L’ingannevole realtà del femminismo
Pregiudizi e stereotipi di un movimento illusoriamente paritario
In occasione della giornata internazionale per l’eliminazione della violenza contro le donne, ricorrente oggi 25 novembre, proponiamo una mirata riflessione sul tema affrontato da un diverso punto di vista, quello dell’autore Santiago Gascò Altaba.
Lo facciamo segnalando l’imminente uscita, in dicembre, del secondo volume de La grande menzogna del femminismo, edito dalla Casa Editrice Persiani; un’opera che conclude puntualmente la monumentale trattazione circa il tema più scottante dell’epoca moderna: quello sollevato dal movimento femminista.
Rilevando la preponderanza di testimonianze femminili nell’ambito, l’autore fornisce un punto di vista sul tema, offrendo:
«una rigorosa e ambiziosa ricerca che documenta tramite fonti precise […] le falsità che per decenni hanno alimentato una corrente di pensiero dichiaratamente contro l’uomo».
Quella propugnata dall’autore è una critica che, focalizzandosi sulla riduzione dell’individuale al collettivo – dunque della singolarità al gruppo sessuale – da parte del femminismo, ne critica le interne incongruenze, mostrando tuttavia inevitabilmente come le stesse leggi interne a tale movimento fossero già dominanti in epoca passata, evidenziando il problema sociale da cui il femminismo ha avuto origine: la valutazione categoriale a favore di una collettività limitante, discriminatoria.

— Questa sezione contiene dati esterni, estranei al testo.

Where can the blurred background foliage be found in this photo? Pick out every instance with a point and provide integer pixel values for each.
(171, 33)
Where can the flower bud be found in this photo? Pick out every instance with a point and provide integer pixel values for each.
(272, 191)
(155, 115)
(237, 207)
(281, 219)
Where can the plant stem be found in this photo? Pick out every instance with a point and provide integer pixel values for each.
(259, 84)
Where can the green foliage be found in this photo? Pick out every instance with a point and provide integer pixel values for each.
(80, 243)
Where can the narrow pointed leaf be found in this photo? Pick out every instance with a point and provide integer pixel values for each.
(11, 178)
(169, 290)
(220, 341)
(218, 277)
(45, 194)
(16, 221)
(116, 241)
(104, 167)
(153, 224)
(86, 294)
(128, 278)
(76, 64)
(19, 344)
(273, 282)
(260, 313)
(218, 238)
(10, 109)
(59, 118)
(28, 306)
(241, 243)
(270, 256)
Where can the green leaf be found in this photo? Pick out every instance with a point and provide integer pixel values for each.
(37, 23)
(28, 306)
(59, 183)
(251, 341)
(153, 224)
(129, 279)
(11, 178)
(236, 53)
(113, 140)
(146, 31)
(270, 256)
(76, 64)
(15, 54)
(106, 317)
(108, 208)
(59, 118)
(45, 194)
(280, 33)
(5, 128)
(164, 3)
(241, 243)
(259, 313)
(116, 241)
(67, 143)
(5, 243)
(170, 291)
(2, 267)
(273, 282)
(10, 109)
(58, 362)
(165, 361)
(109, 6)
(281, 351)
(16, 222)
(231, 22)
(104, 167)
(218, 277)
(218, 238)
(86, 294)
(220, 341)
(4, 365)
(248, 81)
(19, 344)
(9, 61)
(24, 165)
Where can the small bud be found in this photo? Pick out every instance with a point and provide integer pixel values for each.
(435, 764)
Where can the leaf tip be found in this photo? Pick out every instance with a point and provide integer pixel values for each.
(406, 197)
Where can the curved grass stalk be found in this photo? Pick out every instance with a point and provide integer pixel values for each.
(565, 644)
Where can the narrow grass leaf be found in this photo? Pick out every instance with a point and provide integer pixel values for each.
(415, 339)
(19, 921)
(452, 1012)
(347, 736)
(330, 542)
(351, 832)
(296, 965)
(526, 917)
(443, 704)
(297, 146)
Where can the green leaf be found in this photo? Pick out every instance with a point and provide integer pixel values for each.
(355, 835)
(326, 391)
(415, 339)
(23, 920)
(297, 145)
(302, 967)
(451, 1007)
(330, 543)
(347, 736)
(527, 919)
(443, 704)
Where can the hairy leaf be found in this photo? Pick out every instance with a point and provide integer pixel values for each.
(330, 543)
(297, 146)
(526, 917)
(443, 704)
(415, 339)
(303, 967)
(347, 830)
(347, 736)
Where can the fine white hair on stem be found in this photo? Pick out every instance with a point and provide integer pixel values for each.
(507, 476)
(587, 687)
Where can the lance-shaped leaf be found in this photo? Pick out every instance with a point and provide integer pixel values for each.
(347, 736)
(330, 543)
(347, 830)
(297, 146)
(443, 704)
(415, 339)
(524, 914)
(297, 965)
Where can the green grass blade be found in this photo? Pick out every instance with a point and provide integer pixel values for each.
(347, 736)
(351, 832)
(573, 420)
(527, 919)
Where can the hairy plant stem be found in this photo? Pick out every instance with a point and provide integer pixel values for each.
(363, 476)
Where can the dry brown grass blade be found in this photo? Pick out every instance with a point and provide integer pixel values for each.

La denuncia delle disparità sociali si articola dunque nella lotta contro l’ideologia femminista dominante, contro quei:
«manuali di ingegneria sociale che restano impigliati nella stessa logica che cercano di combattere: costruiscono sistemi e strutture mentali e sociali che loro stessi affermano di voler distruggere».
L’intera analisi dell’autore si erge in difesa del genere maschile, disprezzando la divisione categoriale generata – ma in realtà sempre esistita – dal femminismo, attingendo tuttavia ai suoi stessi mezzi. Ciò sottolinea indirettamente – anche attraverso le testimonianze di personalità storiche quali Jaspers, Bauman, Kierkegaard, Gandhi e altri – come la forma mentis dell’Uomo moderno sia inevitabilmente frutto di una classificazione di genere che vede le sue radici agli albori della storia, sedimentatasi nel progresso culturale attraverso i secoli.
«Sembra che Dostoevskij avesse affermato che nessun evento al mondo vale le lacrime di un bambino. Chi dice un bambino, dice un essere umano. […] Basta la sofferenza di un solo uomo discriminato a squalificare qualsiasi misura che si arroga la salvezza di migliaia di donne»,
scrive l’autore. Chi dice essere umano, tuttavia, dice sia uomo che donna.
Ponendosi contro la discriminazione positiva, Gascò Altaba denuncia le incongruenze sollevate dal femminismo stesso, sottolineando come un movimento finalizzato all’affermazione della parità dei sessi ottenga invece una loro ancor più marcata differenziazione, a scapito non solo dell’uomo, ma, aggiungiamo noi, della donna stessa. In ambito scolastico, scrive l’autore, «obiettivi espliciti sono di combattere la discriminazione contro le bambine, di prevenire la violenza contro le bambine, di promuovere l’empowerment delle bambine; in pratica, si tratta di rieducare i bambini e proteggere le bambine». Tale affermazione sottolinea inevitabilmente come il femminismo stesso, corrente paladina dell’emancipazione femminile, etichetti la donna come “sesso debole”, bisognosa dunque di cure e attenzioni privilegiate rispetto all’uomo. Ciò non va tuttavia letto come un attacco al sesso femminile in sé, bensì come critica alla divisione categoriale imperante nell’odierna società consumistica, in cui maggiore attenzione dovrebbe esser riservata non a donne o uomini distinti, bensì a “esseri umani”, senza distinzione e senza privilegio, valorizzando anzi le peculiarità e le caratteristiche di ognuno, con attenzione alle ingiustizie che colpiscono ambo i sessi.